Publication Date: 20260505
Application Date: 20220622

Claims (20)

1 . A method of generating a trained natural language processing model having a lower propensity of generating hate speech, the method comprising: obtaining an unfiltered dataset; obtaining a set of trigger phrases; determining, for each trigger phrase, a conditional likelihood of portions of the unfiltered dataset satisfying a threshold under a probability distribution for at least one trigger axis, wherein the conditional likelihood for each trigger phrase is determined based on a context provided by the respective portions of the unfiltered dataset; filtering the unfiltered dataset to remove the one or more portions having at least one determined conditional likelihood that satisfies the threshold to generate a filtered dataset; generating the trained natural language processing model using the filtered dataset; providing the trained natural language processing model to an application; and utilizing the trained natural language processing model in the application thereby reducing the conditional likelihood that the trained natural language processing model generates subject matter defined by the set of trigger phrases when generating a result from the utilizing.
2 . The method of claim 1 , further comprising obtaining a baseline model trained on the unfiltered dataset, wherein the probability distribution is represented by the baseline model and wherein the natural language processing model is generated by training the baseline model by finetuning the baseline model using the filtered dataset.

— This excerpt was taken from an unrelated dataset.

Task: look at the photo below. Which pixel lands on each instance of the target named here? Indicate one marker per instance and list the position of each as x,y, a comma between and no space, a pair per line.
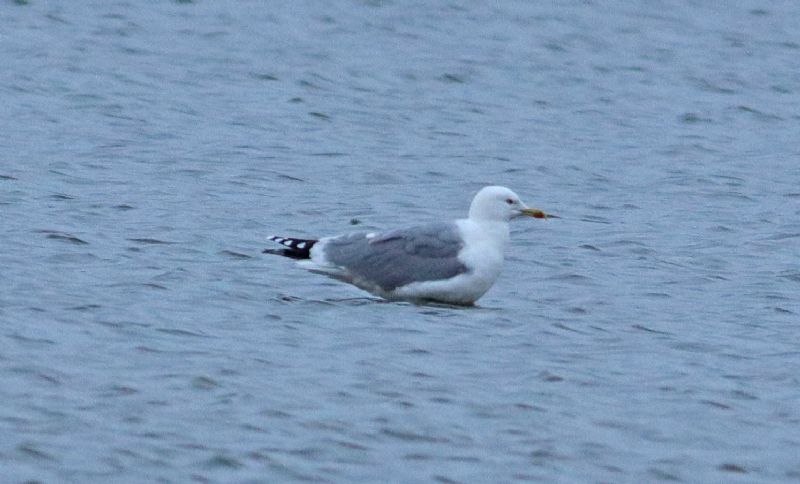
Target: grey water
149,148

3 . The method of claim 1 , further comprising: generating a text phrase with the trained natural language processing model, the trained natural language processing model generating the text phrase at least in part based on received input.
4 . The method of claim 1 , further comprising: updating the set of trigger phrases; filtering the filtered dataset based on the updated trigger phrases to generate a further filtered dataset; and further training the trained natural language processing model with the further filtered dataset.

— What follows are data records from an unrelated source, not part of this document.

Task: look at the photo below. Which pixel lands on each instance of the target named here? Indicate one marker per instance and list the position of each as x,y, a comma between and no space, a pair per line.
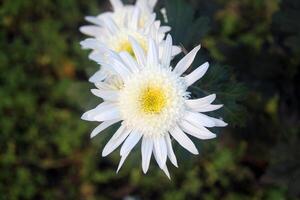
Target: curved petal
106,94
199,119
161,151
199,103
196,131
130,142
147,147
167,52
116,4
196,74
138,51
152,58
116,140
99,76
129,61
171,153
186,61
183,140
103,126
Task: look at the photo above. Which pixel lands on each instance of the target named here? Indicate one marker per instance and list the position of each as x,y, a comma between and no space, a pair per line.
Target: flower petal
138,51
129,61
161,151
116,140
183,140
171,153
198,132
107,95
130,142
152,58
209,108
147,147
199,119
91,30
103,126
91,114
167,52
98,76
108,114
199,103
196,74
186,61
116,4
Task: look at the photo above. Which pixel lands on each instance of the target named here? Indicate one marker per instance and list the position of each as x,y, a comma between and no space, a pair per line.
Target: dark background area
45,151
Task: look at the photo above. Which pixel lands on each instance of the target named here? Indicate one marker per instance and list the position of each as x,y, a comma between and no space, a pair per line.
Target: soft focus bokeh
45,150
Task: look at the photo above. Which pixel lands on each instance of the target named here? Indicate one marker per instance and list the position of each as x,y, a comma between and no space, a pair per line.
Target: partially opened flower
152,103
113,29
123,15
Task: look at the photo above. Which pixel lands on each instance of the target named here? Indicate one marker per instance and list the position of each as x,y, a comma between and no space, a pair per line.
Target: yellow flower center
152,100
125,46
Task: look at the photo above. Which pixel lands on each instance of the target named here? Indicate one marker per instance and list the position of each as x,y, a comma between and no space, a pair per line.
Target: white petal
183,140
147,147
138,51
91,30
152,58
199,103
161,151
130,142
103,126
171,153
94,20
113,64
91,43
176,50
199,119
167,53
106,95
135,18
196,74
116,140
165,169
91,114
116,4
186,61
209,108
219,122
108,114
152,3
198,132
129,61
98,76
164,29
123,158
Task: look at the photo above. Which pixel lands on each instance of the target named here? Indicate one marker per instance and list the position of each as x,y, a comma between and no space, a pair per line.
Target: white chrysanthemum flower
122,15
152,103
112,31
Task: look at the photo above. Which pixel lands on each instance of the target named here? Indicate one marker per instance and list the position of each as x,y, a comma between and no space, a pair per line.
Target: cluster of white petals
139,88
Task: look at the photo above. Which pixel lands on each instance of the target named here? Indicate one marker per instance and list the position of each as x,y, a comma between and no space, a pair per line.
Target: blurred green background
45,150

5 . The method of claim 1 , wherein one or more of the set of trigger phrases is appended to each portion of the unfiltered data.
6 . The method of claim 1 , wherein the set of trigger phrases are responsive to a first type of hate speech, and the threshold is responsive to a second type of hate speech.
7 . The method of claim 1 , wherein the threshold is based on a comparison of determined conditional likelihoods of entries of the dataset to properties of the unfiltered dataset.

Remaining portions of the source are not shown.